As Catherine stepped out of the water, Leo came to her quickly and held up the toweling, wrapping it around her. Swathing her in a temporary cocoon, he held her for a moment. “Let me sleep with you tonight,” he said against her hair, a question in his voice.
Catherine looked up at him quizzically. “What would you do if I refused? Arrange for another room?”
He shook his head. “I would worry about your safety if I were in a different room. I’ll sleep on the floor.”
“No, we’ll share the bed.” She pressed her cheek to his chest, relaxing fully in his hold. How comfortable this was, she thought in wonder. How calm and safe she felt with him. “Why wasn’t it like this before?” she asked dreamily. “If you’d been the way you are now, I would never have argued with you about anything.”
“I tried being nice to you, once or twice. It didn’t go well.”
“Did you? I never noticed.” Her skin, already pink from the bath, turned a deeper shade. “I was suspicious. Mistrustful. And you … were everything I feared.”
Leo’s arms tightened at the admission. He looked down at her with a pensive gaze, as if he were untangling something in his mind, approaching a new realization. The blue eyes were warmer than she had ever seen them. “Let’s make a bargain, Marks. From now on, instead of assuming the worst of each other, we’ll try to assume the best. Agreed?”
Catherine nodded, transfixed by his gentleness. Somehow those few simple sentences seemed to have wrought a greater change between them than everything that had gone before.

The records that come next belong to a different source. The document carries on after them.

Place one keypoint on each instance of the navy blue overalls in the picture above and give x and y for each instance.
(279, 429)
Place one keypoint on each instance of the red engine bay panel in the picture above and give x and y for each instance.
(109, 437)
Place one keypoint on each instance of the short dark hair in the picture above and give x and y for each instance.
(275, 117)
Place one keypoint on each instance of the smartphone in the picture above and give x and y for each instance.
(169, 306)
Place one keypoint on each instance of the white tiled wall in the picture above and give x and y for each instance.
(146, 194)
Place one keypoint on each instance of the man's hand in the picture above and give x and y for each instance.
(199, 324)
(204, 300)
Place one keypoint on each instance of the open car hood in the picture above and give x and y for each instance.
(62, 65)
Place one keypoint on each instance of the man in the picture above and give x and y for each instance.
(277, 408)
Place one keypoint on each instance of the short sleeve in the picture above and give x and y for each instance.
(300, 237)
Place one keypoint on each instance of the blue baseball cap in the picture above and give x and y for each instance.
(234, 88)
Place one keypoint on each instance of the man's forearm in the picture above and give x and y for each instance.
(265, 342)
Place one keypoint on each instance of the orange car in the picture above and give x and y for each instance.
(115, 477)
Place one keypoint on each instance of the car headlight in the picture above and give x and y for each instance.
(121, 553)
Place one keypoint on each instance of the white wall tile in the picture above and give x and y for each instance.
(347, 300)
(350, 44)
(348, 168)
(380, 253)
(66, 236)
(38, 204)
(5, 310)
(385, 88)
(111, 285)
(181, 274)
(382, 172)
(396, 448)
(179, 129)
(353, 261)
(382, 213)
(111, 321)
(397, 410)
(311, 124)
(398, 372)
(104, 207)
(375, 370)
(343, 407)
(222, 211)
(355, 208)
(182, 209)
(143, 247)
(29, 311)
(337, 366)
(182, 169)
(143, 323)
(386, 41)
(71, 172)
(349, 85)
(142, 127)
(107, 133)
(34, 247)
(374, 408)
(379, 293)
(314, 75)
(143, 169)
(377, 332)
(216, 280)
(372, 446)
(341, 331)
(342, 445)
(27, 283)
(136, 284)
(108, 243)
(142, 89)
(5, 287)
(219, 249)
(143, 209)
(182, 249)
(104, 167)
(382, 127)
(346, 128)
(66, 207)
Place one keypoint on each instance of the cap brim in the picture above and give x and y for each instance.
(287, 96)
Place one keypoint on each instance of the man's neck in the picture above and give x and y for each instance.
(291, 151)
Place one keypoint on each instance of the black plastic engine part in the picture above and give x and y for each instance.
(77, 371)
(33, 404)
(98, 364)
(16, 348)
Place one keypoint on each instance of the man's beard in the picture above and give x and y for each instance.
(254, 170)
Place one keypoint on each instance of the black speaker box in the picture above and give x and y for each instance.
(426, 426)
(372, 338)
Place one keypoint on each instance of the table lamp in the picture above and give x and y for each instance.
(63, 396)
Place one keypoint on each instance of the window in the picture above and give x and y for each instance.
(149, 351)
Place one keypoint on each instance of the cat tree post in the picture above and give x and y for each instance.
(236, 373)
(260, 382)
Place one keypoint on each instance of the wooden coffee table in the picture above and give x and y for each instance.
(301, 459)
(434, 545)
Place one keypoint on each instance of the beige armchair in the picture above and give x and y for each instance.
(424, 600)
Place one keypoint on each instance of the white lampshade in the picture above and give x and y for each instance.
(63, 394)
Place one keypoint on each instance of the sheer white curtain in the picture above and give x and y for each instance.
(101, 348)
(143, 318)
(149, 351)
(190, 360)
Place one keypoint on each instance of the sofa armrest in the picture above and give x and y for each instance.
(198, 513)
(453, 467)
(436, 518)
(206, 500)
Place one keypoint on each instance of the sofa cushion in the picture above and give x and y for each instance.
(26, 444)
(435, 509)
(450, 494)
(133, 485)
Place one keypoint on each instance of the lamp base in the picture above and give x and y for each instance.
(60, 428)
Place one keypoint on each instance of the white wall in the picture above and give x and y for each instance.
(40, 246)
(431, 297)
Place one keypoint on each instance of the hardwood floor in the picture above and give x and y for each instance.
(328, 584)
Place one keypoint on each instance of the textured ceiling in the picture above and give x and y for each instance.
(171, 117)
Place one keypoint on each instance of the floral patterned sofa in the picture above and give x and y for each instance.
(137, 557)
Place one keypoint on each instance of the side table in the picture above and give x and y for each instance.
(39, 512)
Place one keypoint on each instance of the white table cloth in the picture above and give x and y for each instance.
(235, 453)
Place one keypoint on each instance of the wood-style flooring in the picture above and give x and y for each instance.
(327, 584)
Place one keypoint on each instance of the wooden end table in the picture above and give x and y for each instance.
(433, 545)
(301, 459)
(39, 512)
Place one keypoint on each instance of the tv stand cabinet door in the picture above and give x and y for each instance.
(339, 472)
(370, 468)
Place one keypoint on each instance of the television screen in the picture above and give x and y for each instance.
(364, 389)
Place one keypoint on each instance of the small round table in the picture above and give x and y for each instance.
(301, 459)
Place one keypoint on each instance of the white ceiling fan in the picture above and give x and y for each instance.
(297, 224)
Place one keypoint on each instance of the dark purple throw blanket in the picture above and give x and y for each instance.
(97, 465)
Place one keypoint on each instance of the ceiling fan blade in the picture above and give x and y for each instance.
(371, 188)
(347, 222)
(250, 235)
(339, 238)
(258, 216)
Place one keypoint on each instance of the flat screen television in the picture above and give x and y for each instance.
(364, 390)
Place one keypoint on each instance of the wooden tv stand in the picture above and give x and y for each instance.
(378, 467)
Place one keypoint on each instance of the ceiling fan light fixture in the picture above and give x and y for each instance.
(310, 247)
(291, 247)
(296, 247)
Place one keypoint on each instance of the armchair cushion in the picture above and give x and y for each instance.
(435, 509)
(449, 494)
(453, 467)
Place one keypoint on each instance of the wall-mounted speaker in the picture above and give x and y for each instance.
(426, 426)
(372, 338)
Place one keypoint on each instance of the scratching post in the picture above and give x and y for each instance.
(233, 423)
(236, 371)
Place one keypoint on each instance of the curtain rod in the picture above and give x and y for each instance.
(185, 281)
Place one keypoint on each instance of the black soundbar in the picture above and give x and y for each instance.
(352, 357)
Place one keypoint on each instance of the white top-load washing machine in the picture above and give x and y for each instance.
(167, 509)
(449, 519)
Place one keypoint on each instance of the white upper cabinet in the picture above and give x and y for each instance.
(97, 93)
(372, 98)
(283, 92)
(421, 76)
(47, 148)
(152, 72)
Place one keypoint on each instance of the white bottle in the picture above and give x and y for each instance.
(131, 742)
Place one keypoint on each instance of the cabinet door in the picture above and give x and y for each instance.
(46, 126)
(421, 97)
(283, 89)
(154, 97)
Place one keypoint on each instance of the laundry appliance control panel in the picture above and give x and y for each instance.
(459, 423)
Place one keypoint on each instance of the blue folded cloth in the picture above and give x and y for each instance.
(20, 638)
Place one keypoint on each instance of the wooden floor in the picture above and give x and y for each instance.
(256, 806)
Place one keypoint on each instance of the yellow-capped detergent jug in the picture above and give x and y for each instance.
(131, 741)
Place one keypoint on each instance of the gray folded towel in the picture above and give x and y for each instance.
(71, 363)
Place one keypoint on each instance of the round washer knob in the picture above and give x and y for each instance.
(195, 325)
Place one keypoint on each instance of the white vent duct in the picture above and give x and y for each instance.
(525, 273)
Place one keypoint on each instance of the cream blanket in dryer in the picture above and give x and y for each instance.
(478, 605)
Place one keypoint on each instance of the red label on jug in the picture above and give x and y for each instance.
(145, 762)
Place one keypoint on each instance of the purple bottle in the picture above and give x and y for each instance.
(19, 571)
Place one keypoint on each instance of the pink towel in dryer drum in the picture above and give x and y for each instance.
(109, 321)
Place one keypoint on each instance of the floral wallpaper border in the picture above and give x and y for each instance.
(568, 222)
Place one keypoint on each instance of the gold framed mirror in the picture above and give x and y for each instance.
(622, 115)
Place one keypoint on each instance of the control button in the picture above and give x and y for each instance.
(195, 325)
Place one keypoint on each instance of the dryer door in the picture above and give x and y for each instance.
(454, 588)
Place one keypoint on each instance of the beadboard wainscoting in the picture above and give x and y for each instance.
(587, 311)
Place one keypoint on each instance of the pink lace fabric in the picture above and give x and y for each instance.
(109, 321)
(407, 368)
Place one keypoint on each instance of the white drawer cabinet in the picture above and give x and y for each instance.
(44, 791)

Leo released her carefully. She went to bed while he washed awkwardly in a tub that couldn’t begin to accommodate a man his size. She lay and watched him drowsily, the warmth of her body gathering between the sheets of the clean, dry bed. And in spite of all the problems that awaited her, she sank into a deep sleep.
In her dreams, she went back to the day she had turned fifteen. She had been parentless for five years, living with her grandmother and Aunt Althea. Her mother had died during that time. She had never known exactly when this event occurred, having been informed well after the fact. She had asked Althea if she might visit her ailing mother, and Althea had replied that she had already died.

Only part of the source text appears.